Saturday, February 06, 2010

Pharma Giles writes.....



Sheer Economics: How We Got Into This Fix And Why It’s All Your Fault

Posted by Derek

I hate to devote yet another post in my enormously popular blog on this subject, after a good part of the week has been devoted to layoff news and the like, but this one is too much to ignore. A reader sent along a link, which quotes a Morgan Stanley appraisal of the pharma industry as an investment.

Here's what they're telling their clients:

". . Look guys, this R&D stuff is like, so Seventies. Don’t any of you pharma executives remember the basic management principles you were taught at Harvard on your MBA courses? So forget the fancy and expensive in-house science stuff and ten year product development cycles. You can outsource all of that and realise enormous cost savings now. Sure, torpedoing your R&D will mean they’ll be no new products in five years or so, but that doesn’t matter, doesn’t it? Modern business is all about bigger bucks NOW. Cars, washing machines or medicines, it’s all the same. Who needs expensive in-house product development when you can just buy in ideas? And what does it matter that all of the little innovative companies are getting hoovered up by the bureaucratic behemoths who are all clutching at fewer and fewer of the same straws because they’ve killed their R&D golden gooses for the sake of one good dinner? Forget all that. The future is someone else’s problem. All you need to know is that you’ll be rich NOW if you listen to us… "

It could be said in fewer words, but it's all there. If you're looking for the reason the big companies are doing what they're doing, look no further. Agree with it or not, there's a case to be made - and there's Morgan Stanley, making it - that the cost of running new drug projects in big pharma is just too high relative to the risks of failure. Those returns, in fact, are calculated to be off by a factor of three.

Now Morgan Stanley is one of the world’s leading
global financial services firm and a market leader in securities, asset management and credit services. They make much, much more money than we scientist-types do, and therefore they must be much, much smarter. And more honest.
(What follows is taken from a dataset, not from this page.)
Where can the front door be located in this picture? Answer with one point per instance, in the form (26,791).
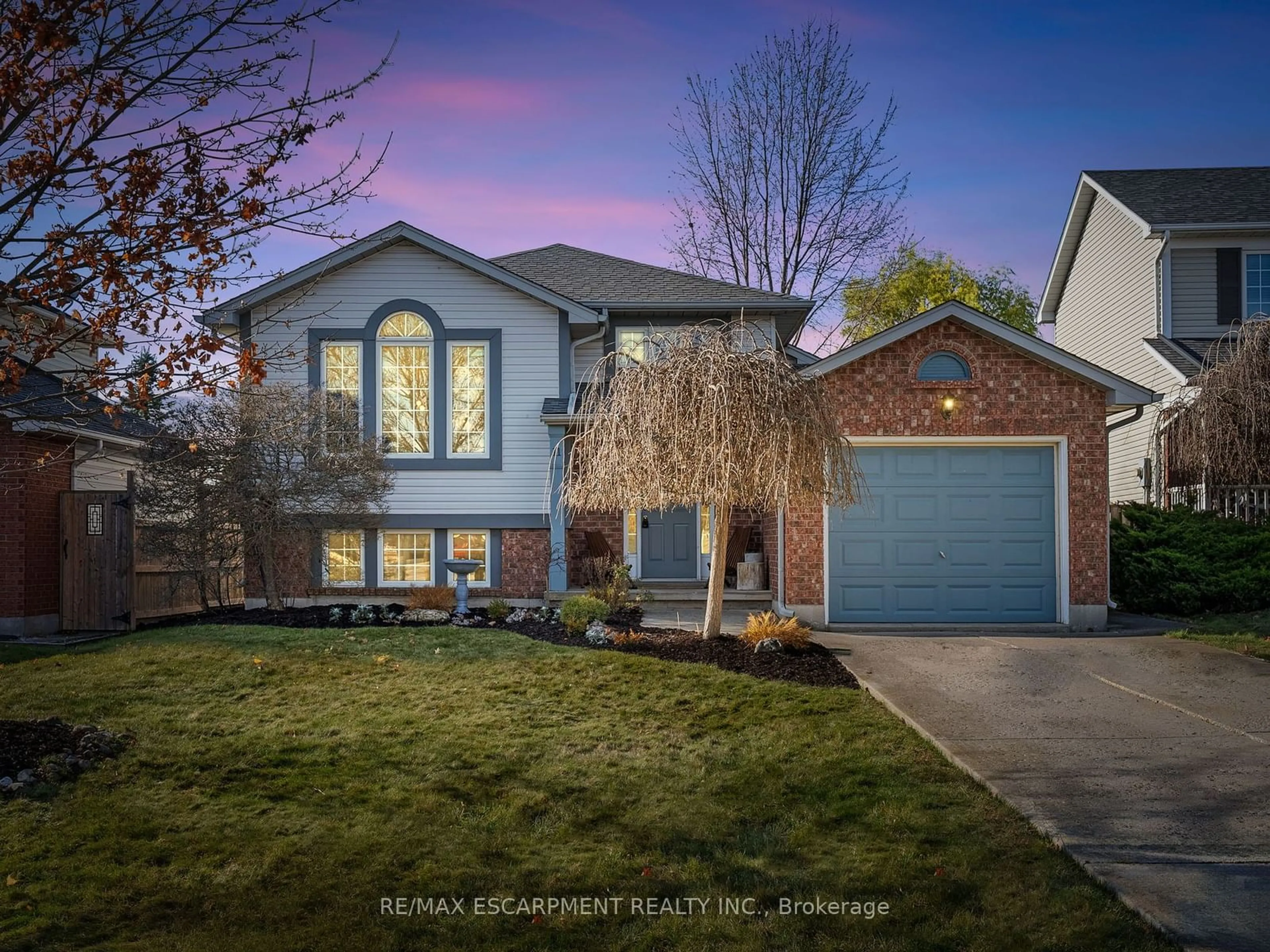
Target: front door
(668,544)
After all, there is no way a company like Morgan Stanley would issue smug, self-serving reports saying takeovers, mergers and asset stripping are all good things, solely because that’s how they make their billions.

But let's say the Morgan Stanley folks have their numbers off. Perhaps it's only twice as profitable to bring in outside drugs as it is to develop them internally. Don't believe that one, either? Maybe it's only 25% more profitable - can you imagine making a move that would increase your company's return on investment by 25%? Industries get remade by such changes at the margin, and this one is remaking ours. Why do we have any internal R&D left at all, if those figures are anywhere near right?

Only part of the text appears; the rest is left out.